Last modified: Wednesday, February 13, 2013
Indiana University quake detection experiment registers North Korean blast
FOR IMMEDIATE RELEASE
Feb. 13, 2013
BLOOMINGTON, Ind. -- An Indiana University geophysical experiment detected seismic signals from the reported nuclear device that North Korea detonated this week.
The experiment involves the deployment of up to 140 state-of-the-art seismographs across a broad swath of the Midwest, from Missouri through southern Illinois and Indiana, through western and central Kentucky. The experiment is part of a collaborative National Science Foundation project being carried out by researchers at IU Bloomington, Purdue University, the University of Illinois and the Indiana and Illinois geological surveys.
Michael Hamburger, professor in the Department of Geological Sciences in the IU College of Arts and Sciences, said some seismographs in the network detected the North Korean blast around 10:10 p.m. Monday, about 13 minutes after it was detonated.
"Seismic recordings such as these have been one of the most powerful tools for understanding the process of nuclear proliferation and underground nuclear testing," Hamburger said. "They are currently the primary tool for verification of nuclear testing treaties."
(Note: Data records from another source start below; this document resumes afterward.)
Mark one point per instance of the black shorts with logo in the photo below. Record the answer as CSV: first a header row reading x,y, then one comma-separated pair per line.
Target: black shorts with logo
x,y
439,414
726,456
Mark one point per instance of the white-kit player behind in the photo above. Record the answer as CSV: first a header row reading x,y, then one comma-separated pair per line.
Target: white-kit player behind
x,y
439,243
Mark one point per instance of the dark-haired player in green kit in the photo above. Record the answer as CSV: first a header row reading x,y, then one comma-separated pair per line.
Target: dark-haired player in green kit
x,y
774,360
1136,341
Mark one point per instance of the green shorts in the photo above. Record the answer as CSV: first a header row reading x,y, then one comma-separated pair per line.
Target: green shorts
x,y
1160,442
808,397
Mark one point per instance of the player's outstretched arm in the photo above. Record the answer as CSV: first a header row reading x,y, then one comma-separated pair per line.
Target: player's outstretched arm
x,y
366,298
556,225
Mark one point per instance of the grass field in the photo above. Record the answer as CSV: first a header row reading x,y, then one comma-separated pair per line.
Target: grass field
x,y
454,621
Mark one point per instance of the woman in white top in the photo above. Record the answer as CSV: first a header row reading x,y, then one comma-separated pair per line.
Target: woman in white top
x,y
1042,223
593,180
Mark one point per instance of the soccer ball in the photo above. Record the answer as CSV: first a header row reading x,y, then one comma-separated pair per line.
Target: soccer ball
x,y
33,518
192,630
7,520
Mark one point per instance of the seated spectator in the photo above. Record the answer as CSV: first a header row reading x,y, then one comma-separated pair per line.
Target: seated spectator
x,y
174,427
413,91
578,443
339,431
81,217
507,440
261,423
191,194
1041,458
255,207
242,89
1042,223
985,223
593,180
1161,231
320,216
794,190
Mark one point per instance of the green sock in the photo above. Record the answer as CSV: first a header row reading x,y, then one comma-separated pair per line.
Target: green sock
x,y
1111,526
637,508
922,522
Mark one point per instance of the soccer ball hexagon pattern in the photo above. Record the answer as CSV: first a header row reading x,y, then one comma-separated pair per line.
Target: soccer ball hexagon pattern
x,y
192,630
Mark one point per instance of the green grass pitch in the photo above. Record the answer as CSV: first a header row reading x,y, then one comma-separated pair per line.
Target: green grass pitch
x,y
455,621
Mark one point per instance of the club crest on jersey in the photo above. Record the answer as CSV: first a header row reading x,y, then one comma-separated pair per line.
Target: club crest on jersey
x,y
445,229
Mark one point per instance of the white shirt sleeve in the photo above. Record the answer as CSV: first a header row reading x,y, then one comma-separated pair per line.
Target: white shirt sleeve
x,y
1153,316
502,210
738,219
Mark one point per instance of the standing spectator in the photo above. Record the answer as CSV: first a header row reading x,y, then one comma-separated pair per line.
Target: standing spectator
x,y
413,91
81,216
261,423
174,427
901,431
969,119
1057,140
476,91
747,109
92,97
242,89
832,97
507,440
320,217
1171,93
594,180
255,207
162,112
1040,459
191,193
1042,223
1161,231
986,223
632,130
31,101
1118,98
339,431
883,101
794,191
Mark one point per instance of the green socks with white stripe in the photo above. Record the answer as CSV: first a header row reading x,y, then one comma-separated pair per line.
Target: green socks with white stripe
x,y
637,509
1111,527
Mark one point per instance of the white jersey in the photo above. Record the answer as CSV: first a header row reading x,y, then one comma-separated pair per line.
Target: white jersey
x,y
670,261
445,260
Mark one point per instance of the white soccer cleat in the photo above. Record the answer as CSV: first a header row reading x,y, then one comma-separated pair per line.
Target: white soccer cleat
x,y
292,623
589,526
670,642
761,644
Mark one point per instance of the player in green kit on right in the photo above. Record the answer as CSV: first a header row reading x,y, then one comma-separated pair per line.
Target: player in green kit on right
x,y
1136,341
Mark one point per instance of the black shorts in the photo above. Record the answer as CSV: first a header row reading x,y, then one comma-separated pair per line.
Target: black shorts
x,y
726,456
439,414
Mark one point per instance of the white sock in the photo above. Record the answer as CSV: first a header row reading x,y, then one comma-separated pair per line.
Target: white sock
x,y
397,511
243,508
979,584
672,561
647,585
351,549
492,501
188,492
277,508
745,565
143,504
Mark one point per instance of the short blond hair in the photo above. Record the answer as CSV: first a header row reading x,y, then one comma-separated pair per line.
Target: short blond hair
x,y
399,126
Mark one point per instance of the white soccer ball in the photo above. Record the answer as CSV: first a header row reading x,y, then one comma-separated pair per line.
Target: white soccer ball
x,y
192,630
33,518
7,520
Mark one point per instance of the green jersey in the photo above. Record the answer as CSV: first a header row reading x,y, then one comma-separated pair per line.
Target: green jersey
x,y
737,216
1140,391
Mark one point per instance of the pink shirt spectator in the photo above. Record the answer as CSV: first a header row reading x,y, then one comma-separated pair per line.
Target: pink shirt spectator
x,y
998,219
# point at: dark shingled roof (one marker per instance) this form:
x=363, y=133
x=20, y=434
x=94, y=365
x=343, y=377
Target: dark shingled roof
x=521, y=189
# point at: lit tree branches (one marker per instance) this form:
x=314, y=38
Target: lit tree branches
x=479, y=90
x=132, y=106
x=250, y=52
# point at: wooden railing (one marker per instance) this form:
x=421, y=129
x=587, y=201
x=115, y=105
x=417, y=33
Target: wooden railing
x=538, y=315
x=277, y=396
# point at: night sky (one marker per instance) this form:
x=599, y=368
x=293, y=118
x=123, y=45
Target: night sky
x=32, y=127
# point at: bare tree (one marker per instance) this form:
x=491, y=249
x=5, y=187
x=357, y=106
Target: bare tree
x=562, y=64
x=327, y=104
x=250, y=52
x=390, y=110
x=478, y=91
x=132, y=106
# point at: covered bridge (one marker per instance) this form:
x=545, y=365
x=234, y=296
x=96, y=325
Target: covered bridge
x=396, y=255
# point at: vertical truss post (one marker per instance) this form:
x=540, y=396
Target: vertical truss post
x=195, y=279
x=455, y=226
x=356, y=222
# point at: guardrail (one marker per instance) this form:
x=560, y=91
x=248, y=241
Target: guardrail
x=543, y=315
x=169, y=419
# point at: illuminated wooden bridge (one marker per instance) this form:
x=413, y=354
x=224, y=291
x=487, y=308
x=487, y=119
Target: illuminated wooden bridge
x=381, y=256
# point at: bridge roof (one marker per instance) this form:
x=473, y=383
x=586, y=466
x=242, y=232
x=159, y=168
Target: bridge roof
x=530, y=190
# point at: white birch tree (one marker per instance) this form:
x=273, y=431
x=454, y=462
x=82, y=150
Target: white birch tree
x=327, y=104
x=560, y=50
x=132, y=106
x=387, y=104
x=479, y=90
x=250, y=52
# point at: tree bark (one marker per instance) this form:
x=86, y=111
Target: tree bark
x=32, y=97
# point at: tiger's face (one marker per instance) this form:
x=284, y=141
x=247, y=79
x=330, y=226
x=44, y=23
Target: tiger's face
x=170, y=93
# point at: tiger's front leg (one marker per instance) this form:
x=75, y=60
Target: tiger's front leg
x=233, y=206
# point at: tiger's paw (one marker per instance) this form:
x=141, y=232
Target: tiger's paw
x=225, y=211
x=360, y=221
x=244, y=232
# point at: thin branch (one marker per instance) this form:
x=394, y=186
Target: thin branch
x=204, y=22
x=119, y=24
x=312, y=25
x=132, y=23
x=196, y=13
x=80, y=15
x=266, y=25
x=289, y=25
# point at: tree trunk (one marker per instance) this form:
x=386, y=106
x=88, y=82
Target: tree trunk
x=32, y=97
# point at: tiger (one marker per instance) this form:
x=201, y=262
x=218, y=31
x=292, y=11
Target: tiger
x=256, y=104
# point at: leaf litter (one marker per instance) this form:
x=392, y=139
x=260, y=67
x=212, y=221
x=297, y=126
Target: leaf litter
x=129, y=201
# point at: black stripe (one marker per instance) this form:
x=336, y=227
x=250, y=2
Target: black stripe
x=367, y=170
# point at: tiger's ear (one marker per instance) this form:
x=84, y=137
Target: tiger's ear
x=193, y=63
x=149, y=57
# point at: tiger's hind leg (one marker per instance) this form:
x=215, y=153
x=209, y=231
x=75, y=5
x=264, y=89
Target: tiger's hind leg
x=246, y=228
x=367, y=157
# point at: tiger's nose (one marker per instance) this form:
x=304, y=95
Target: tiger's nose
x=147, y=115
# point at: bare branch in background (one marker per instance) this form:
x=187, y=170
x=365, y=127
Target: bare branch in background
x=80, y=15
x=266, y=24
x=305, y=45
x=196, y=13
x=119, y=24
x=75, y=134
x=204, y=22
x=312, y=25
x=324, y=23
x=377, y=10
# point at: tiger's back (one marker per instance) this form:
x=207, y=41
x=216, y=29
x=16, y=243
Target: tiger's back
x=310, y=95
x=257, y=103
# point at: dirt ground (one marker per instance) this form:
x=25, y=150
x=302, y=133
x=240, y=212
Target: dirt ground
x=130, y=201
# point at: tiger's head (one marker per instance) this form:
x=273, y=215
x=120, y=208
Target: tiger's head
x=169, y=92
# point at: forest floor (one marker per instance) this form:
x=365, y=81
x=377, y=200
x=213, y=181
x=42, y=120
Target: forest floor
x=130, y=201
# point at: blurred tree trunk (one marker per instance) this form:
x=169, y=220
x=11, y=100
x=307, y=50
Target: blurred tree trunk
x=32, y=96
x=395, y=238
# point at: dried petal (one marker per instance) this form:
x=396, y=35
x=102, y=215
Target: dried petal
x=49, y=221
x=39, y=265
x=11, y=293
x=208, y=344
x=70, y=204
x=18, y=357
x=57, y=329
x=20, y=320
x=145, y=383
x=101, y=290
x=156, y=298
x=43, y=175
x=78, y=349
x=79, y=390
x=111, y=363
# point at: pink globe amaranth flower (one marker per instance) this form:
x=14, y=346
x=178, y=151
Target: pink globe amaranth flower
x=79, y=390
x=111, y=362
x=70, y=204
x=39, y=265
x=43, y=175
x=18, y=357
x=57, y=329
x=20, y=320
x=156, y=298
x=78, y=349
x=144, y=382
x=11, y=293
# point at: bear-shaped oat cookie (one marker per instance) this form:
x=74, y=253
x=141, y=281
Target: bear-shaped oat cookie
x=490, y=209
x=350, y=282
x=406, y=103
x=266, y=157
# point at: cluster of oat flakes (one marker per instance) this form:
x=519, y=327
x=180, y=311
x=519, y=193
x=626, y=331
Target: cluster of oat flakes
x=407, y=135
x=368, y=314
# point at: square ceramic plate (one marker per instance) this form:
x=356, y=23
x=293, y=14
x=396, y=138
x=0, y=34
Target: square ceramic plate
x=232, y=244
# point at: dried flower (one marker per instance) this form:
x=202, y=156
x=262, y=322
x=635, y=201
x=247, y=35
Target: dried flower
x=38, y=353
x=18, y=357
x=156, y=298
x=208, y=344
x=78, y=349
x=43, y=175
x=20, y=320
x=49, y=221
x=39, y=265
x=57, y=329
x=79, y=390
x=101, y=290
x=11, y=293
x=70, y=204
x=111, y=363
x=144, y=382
In the case of the North Korean explosion, the most critical measurements will come from seismic stations in the Asian-Pacific region, he said. The IU experiment -- known as OIINK for its location in the Ozarks, Illinois, Indiana and Kentucky -- picked up a P-wave signal from the explosion at detectors in Missouri. With an estimated strength equivalent to an earthquake of 5.1 on the Richter scale, the explosion was barely over the threshold for detection by the experiment.
North Korea announced Tuesday that it had tested a nuclear device, drawing widespread condemnation from other nations. The explosion was reportedly stronger than tests North Korea conducted in 2006 and 2009.
Seismographs in the IU experiment, while they are used to record and study earthquake activity, routinely register energy waves from countless small explosions at quarries and surface coal mines in the region. Distinguishing natural events such as earthquakes from artificial events such as explosions is a key research area of the science of seismology, Hamburger said.
The OIINK project will eventually position up to 140 seismometers to study earthquakes and geological structure in the region. Installation began last summer, and about 70 instruments are now in place and recording seismic activity.
The $1.3 million, four-year undertaking is part of the NSF's EarthScope program, which seeks to cover the entire U.S. with a grid of detection devices for the purpose of better understanding Earth structure and seismic activity in the North American continent.